Yolk color is considered one of the most important attributes of egg quality, which plays an important role in consumer decisions (Kljak et al., 2021a). In the current research, PCP dietary improved the b* value (yellowness) which was consistent with the findings of Titcomb et al. (2019) and Panaite et al. (2021) when carrot leaves and carrot dried were added to the hens´ diet. Comparable outcomes were reported when different natural sources of carotenoids were included in avian diets. For example, Kljak et al. (2021a) described changes in yolk color when natural carotenoid sources (marigold, calendula, and basil plant) were added to the hens’ diet. Díaz-Gómez et al. (2017) showed higher yellowness scores in meat when broilers were fed with high-carotenoid maize, which is consistent with the findings of Wang et al. (2017). These authors reported that the addition of marigold extract to a broiler diet significantly increased the b* value of the thigh muscle and skin, suggesting that natural pigments were generally more effective than synthetic ones in enhancing the yellowness, making PCP a be a viable option as an alternative to synthetic egg colorants. Several factors influence carotenoid distribution from feed to egg synthesis, including accessibility, openness, fringe tissue interest, a carotenoid compound, carotenoid liking, and the ability of lipid vesicles to cross liver and egg layers (Yunitasari et al., 2022). Hammershøj et al. (2010) described those purple carrots had a high pigment ability due to the higher beta-carotene content which is greater than traditional carrots. The findings of the current experiment suggest a higher bioavailability of pigment compounds that would be assimilable in the small intestine (Yunitasari et al., 2022) by laying quails, as reflected by changes in yolk color.
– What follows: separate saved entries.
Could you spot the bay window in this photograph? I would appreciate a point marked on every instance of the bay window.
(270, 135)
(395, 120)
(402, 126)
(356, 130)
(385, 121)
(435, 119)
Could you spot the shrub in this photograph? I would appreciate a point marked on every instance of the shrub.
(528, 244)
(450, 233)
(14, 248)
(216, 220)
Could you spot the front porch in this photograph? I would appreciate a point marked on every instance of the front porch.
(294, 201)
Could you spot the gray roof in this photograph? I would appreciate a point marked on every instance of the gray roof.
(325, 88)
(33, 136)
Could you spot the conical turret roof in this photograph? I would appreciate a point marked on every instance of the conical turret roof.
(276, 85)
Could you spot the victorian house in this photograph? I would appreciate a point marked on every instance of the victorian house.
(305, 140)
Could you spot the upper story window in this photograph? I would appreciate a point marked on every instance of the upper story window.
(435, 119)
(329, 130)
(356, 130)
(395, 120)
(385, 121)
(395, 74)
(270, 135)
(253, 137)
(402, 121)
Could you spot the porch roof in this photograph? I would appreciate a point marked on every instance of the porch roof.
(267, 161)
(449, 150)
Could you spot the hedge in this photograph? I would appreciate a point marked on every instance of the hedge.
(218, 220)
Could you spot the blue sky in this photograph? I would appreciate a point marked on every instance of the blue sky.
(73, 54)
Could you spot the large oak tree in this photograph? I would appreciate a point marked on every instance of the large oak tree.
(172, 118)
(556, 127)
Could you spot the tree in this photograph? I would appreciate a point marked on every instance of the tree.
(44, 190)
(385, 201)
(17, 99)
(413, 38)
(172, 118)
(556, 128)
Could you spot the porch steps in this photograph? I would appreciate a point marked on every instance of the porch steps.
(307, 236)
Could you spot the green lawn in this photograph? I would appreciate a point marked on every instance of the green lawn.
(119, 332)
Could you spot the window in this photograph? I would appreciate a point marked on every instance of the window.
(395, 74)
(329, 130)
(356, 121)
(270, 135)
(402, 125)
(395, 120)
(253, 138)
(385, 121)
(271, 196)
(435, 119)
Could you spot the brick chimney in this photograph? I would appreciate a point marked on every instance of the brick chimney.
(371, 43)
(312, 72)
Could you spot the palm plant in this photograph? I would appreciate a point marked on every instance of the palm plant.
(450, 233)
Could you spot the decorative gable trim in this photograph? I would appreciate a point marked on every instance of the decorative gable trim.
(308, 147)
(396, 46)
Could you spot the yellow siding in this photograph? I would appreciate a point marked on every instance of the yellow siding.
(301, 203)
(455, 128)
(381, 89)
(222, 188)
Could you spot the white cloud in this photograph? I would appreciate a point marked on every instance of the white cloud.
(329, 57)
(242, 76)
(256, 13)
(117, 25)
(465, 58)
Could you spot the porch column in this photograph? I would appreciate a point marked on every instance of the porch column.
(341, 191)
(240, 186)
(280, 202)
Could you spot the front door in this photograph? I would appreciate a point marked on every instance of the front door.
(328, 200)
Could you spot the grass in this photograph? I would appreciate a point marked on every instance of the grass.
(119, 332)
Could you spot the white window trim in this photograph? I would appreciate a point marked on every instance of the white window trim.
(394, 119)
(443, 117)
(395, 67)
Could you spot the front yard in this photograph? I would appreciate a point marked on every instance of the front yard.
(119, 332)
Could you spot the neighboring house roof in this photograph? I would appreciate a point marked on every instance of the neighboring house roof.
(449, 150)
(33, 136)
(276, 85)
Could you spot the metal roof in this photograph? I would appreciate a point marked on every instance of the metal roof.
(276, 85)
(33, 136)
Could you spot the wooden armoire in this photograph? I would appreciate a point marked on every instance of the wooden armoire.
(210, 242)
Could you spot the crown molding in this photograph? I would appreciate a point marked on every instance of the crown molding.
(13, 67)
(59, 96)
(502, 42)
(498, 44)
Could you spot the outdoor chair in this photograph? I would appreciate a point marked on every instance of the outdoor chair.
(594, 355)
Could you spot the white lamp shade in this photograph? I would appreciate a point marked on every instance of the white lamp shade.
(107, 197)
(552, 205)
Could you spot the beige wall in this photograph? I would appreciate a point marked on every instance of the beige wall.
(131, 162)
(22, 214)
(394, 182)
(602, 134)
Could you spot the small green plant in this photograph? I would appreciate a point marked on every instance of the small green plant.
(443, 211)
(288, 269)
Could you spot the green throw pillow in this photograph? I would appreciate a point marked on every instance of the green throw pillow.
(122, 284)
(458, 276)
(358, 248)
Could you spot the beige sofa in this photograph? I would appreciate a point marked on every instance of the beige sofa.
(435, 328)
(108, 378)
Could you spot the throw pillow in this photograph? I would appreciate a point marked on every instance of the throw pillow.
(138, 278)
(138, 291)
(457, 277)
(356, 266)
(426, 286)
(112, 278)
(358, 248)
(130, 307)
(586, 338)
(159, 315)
Egg yolks contain a high-fat content, making them vulnerable to lipid oxidation (Pirgozliev et al., 2022), which causes the deterioration of the product and decreases storage time (Wang et al., 2017). However, hens can deposit antioxidants into their yolks as a result of their diet, which may protect lipids when eggs are stored (Kljak et al., 2021b). In the current research, increasing PCP content in the quails’ diet led to improved yolk antioxidant capacity, which is confirmed by the reduction in TBARS value and the rise in DPPH value. Similar to the current results, previous studies have demonstrated that the addition of natural sources of carotenoids in the diet can alleviate the adverse effects of oxidative stress on the eggs (Kljak et al., 2021a; Panaite et al., 2021) and the meat quality of broilers (Wang et al., 2017) resulting in a decrease in malondialdehyde (MDA) content, which is consistent with our findings. Purple carrots show a high anti-oxidant capacity due to their composition, such as total organic acid or polyphenolic contents (Yusuf et al., 2021). Lutein and zeaxanthin are important bioactive compounds of purple carrots and contain a range of unsaturated bonds. Thus, these compounds can scavenge reactive oxygen species, inhibiting the activity of oxygen free radicals and preventing reactive oxygen free radicals from destroying normal cells (Wang et al., 2017), which could explain the results obtained in the current research. Moreover, as proposed by Pirgozliev et al. (2022), these results would suggest that the PCP addition may reduce the susceptibility to lipid oxidation of the eggs during storage, enhancing their shelf life. The current result could lead to consumers choosing these eggs over others when purchasing eggs.

Conclusions

The PCP feeding does not negatively affect the performance or egg production of laying quails, making this ingredient a viable option for reuse waste by-products. Moreover, PCP enhances some eggshell qualities such as weight or thickness and positively affects the b* value, which is an important attribute for the purchase decision. Additionally, dietary PCP improves the oxidative stability of the yolk. These results further suggest that PCP would be well absorbed in the small intestine and would subsequently be transferred to the quail egg.